Microsoft will sell custom support to those still using the OS when extended support ceases at end of 2004.

Ina Fried Former Staff writer, CNET News
During her years at CNET News, Ina Fried changed beats several times, changed genders once, and covered both of the Pirates of Silicon Valley.
Ina Fried
2 min read
Microsoft reiterated on Friday that companies still using Windows NT Server 4 going into 2005 will have to sign up for a custom contract to get support.

Microsoft is offering up to two years of custom support to companies still using the OS when Microsoft ceases its extended support for the program at the end of 2004.

The company has decided to expand the for-free program to cover more security issues. Microsoft is now pledging to offer fixes for vulnerabilities rated either as "critical" or "important." Previously, the software maker had only committed to fixing critical flaws.

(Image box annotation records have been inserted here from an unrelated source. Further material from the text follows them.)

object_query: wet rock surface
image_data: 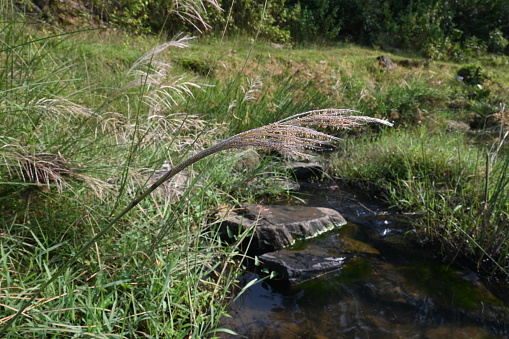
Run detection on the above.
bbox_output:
[220,204,346,254]
[260,250,345,285]
[222,186,509,339]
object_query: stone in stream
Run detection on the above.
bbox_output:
[220,204,346,255]
[259,250,346,285]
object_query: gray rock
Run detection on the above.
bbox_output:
[219,204,346,254]
[259,250,345,285]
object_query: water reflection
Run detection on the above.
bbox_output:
[222,188,509,339]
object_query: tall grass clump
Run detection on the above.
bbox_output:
[332,127,509,274]
[0,5,388,338]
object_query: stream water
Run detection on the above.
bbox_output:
[222,184,509,339]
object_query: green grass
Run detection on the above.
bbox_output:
[330,127,509,274]
[0,4,509,338]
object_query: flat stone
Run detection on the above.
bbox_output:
[288,161,324,181]
[219,204,346,254]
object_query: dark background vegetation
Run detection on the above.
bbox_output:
[17,0,509,60]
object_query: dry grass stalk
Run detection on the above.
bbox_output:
[152,109,393,189]
[0,109,392,336]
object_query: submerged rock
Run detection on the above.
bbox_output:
[220,204,346,254]
[260,250,345,285]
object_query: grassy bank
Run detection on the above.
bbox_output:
[0,7,509,338]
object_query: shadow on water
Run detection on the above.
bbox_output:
[222,185,509,339]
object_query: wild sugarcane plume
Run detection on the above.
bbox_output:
[0,109,392,337]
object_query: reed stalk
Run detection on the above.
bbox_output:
[0,109,392,337]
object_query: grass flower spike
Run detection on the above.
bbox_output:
[0,109,392,337]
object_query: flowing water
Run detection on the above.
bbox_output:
[222,185,509,339]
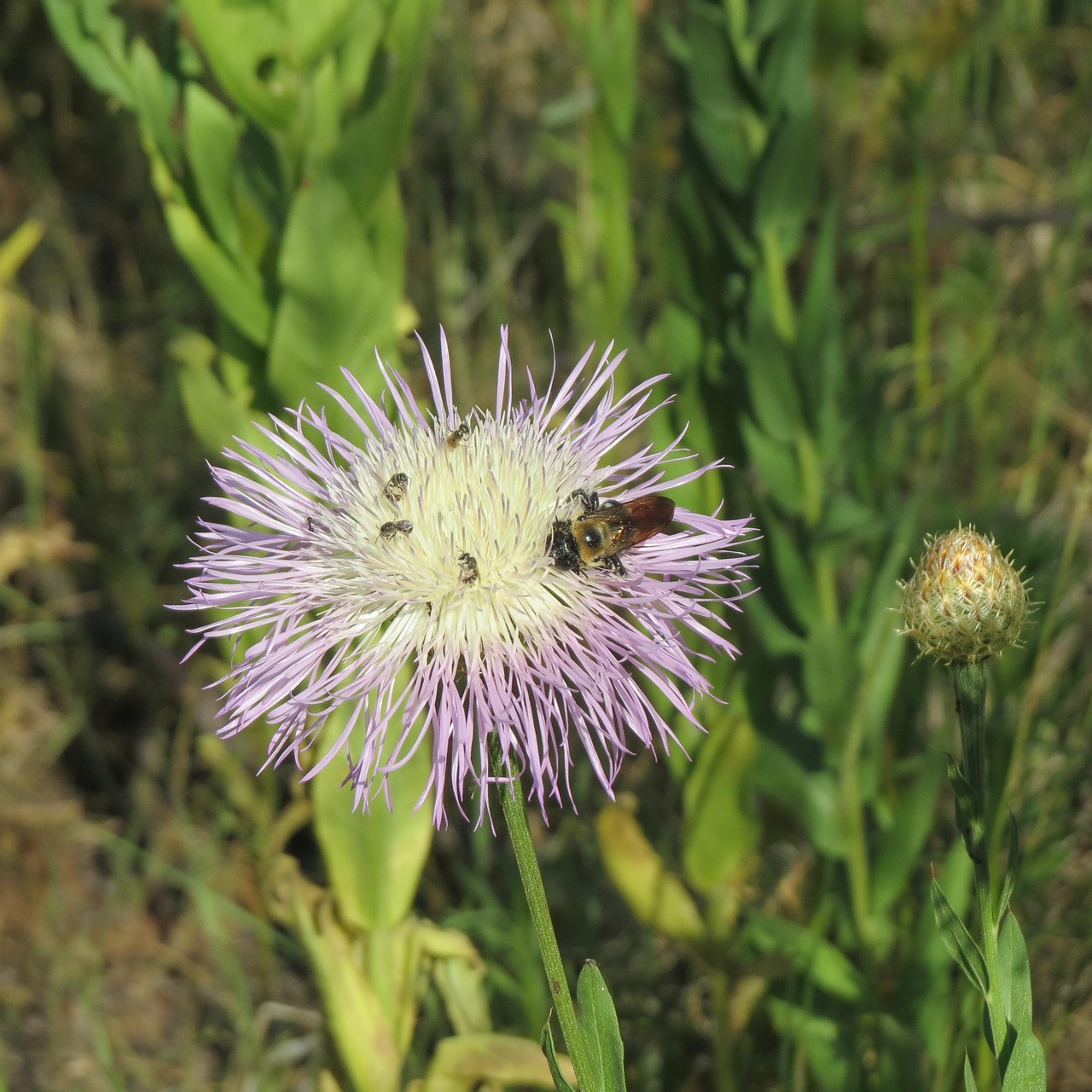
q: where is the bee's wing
[625,494,675,545]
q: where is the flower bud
[900,527,1030,663]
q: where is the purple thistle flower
[183,328,752,824]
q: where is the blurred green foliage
[0,0,1092,1092]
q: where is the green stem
[489,734,592,1089]
[952,663,1008,1057]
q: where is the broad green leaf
[750,734,845,857]
[542,1014,577,1092]
[129,38,181,171]
[740,413,804,515]
[183,79,243,256]
[269,174,405,408]
[577,960,625,1092]
[586,0,636,147]
[167,331,257,453]
[999,914,1046,1092]
[266,855,402,1092]
[283,0,357,72]
[871,752,944,918]
[804,619,861,732]
[164,201,270,345]
[44,0,136,109]
[744,911,863,1002]
[595,804,706,943]
[759,514,822,630]
[753,113,819,260]
[311,706,433,931]
[338,0,387,112]
[0,219,46,288]
[682,715,759,893]
[929,880,987,997]
[330,0,440,222]
[181,0,300,129]
[768,998,847,1092]
[747,595,804,656]
[963,1054,979,1092]
[744,320,807,444]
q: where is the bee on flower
[183,328,752,824]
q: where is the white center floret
[309,412,590,655]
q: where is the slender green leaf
[998,914,1046,1092]
[997,811,1020,921]
[963,1054,979,1092]
[929,880,987,997]
[577,960,625,1092]
[542,1014,577,1092]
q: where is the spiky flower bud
[900,527,1030,663]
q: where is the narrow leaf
[929,880,987,997]
[997,811,1020,921]
[963,1054,979,1092]
[999,914,1046,1092]
[577,960,625,1092]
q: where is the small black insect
[459,550,479,584]
[379,520,413,538]
[444,421,471,449]
[383,473,410,504]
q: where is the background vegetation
[0,0,1092,1092]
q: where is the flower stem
[952,663,1008,1057]
[489,734,592,1089]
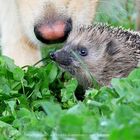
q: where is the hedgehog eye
[78,48,88,56]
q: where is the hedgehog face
[51,26,137,87]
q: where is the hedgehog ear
[105,40,117,56]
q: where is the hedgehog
[50,24,140,88]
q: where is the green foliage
[0,0,140,140]
[0,57,140,140]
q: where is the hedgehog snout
[50,50,72,66]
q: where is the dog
[0,0,99,66]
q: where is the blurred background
[42,0,137,58]
[95,0,137,30]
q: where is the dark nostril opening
[50,52,56,60]
[65,18,72,36]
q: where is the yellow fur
[0,0,98,66]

Those fixes will be available only to those that take part in the paid custom-support program, though Microsoft has said it would offer a patch publicly were there to be another virus on the order of Blaster.

"We will act to protect the integrity of the Internet," said Peter Houston, senior director of Windows serviceability.

At the same time, the company stressed that it is not changing the Dec. 31 end-of-life date for NT 4 Server. The desktop version of NT 4, NT 4 Workstation, reached end of life in June.

"My recommendation is that if you haven't done so already, begin your migrations immediately," Houston said. Those who need more time should take part in the custom service program, he said.

After spending much of this year talking to customers, Microsoft has decided to commit to offering the custom support for up to two years, though customers can purchase as little as three months' worth--an incentive for those that migrate quicker. The company has been trying to convince as many customers as possible to upgrade to newer versions, offering, among other things, a step-by-step migration guide on its Web site.

Microsoft would not say how much the program costs but said it is a flat fee regardless of how many servers a company has, with the fee based on the length of the contract.

Houston said he did not know the exact number of customers that have signed up for the custom support program, but he said it is on the order of 100--mostly businesses and government agencies that are among Microsoft's largest customers.

Microsoft also said Friday that it will offer a similar plan for its Exchange 5.5 e-mail server software when that program ends extended support at the end of 2005. Custom support for that program will run through the end of 2007.